Justices rule courts cannot police partisan gerrymandering

The 5-4 decision will have significant political impact across the country.

June 27, 2019, 12:55 PM

Choosing to keep the courts out of the politics of gerrymandering, the Supreme Court’s conservative majority on Thursday said there is no manageable standard for judging when partisanship goes too far in the drawing of electoral maps.

The decision effectively takes the courts out of the business of policing the politics of gerrymandering, and leaves to the states and Congress the responsibility to regulate the practice legislatively.

The narrow 5-4 ruling, on the eve of the 2020 census and the next major redrawing of the nation’s congressional maps, means gerrymandering will largely continue unabated with statistical experts from both parties drawing maps in pursuit of maximum political advantage.

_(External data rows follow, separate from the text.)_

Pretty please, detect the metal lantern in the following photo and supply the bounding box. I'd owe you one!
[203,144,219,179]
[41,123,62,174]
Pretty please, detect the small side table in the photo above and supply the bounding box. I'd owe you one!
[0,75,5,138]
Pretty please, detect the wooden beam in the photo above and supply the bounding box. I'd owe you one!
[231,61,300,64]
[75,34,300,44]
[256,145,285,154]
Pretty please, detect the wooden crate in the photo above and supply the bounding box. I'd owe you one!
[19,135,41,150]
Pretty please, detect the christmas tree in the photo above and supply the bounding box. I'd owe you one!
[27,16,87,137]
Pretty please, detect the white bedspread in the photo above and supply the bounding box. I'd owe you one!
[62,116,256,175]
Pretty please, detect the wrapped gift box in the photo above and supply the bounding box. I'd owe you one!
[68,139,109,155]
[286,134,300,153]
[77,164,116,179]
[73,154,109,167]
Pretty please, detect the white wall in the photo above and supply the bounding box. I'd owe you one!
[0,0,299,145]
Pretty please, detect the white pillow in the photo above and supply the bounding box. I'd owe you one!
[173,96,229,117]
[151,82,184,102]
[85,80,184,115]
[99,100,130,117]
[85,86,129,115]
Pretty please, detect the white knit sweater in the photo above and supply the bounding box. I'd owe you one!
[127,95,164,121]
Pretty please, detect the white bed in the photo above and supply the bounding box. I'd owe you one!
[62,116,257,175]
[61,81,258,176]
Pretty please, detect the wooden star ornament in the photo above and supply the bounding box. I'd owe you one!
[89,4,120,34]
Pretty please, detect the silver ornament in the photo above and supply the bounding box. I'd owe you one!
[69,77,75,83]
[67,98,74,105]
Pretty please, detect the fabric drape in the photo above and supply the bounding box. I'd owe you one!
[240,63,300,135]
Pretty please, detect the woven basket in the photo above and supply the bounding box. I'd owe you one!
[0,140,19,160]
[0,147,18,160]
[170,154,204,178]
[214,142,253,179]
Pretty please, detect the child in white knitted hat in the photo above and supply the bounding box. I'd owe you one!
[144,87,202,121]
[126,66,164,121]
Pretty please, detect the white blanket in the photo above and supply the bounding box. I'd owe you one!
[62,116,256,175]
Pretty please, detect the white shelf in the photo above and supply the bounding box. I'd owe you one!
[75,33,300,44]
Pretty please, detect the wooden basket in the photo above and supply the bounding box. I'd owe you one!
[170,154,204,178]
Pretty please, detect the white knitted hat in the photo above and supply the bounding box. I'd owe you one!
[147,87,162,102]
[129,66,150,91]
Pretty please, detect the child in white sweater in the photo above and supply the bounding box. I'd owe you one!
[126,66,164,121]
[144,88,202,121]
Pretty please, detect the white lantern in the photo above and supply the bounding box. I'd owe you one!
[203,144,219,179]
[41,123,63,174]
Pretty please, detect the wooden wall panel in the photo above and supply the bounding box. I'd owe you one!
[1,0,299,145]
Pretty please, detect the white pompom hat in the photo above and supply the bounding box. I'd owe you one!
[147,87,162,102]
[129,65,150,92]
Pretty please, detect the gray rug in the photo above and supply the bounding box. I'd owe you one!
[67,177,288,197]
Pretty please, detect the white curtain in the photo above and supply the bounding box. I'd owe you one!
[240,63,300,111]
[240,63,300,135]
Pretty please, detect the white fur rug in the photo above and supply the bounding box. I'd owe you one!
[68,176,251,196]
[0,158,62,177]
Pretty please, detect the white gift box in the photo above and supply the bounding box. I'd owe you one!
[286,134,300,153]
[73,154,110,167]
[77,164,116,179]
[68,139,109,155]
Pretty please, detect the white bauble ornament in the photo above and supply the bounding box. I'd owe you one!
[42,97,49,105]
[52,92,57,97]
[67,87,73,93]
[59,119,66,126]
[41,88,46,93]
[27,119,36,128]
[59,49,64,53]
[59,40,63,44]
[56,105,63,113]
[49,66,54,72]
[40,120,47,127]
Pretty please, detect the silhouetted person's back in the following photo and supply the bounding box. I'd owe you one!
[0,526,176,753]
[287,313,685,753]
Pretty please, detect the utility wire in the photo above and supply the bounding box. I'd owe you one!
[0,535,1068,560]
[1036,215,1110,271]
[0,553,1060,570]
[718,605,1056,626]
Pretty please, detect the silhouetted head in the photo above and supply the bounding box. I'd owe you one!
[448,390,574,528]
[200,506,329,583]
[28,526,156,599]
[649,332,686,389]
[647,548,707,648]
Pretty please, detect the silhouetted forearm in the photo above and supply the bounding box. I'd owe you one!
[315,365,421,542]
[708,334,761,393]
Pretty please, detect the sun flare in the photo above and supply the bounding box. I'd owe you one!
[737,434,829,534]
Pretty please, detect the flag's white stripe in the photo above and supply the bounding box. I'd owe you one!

"No one can accuse this Court of having a crabbed view of the reach of its competence. But we have no commission to allocate political power and influence in the absence of a constitutional directive or legal standards to guide us in the exercise of such authority," Chief Justice John Roberts wrote for the majority.

"'It is emphatically the province and duty of the judicial department to say what the law is,'" Roberts continued, quoting form the landmark case Marbury v. Madison. "In this rare circumstance, that means our duty is to say 'this is not law.'"

Assistants with television networks race to deliver the news of justices' ruling on partisan gerrymandering cases in Maryland and North Carolina outside the Supreme Court in Washington, June 27, 2019.
Jim Lo Scalzo/EPA via Shutterstock

Roberts laid out several possible alternative remedies for critics of gerrymandering to pursue outside the courts but made clear judges should not be the ones to decide.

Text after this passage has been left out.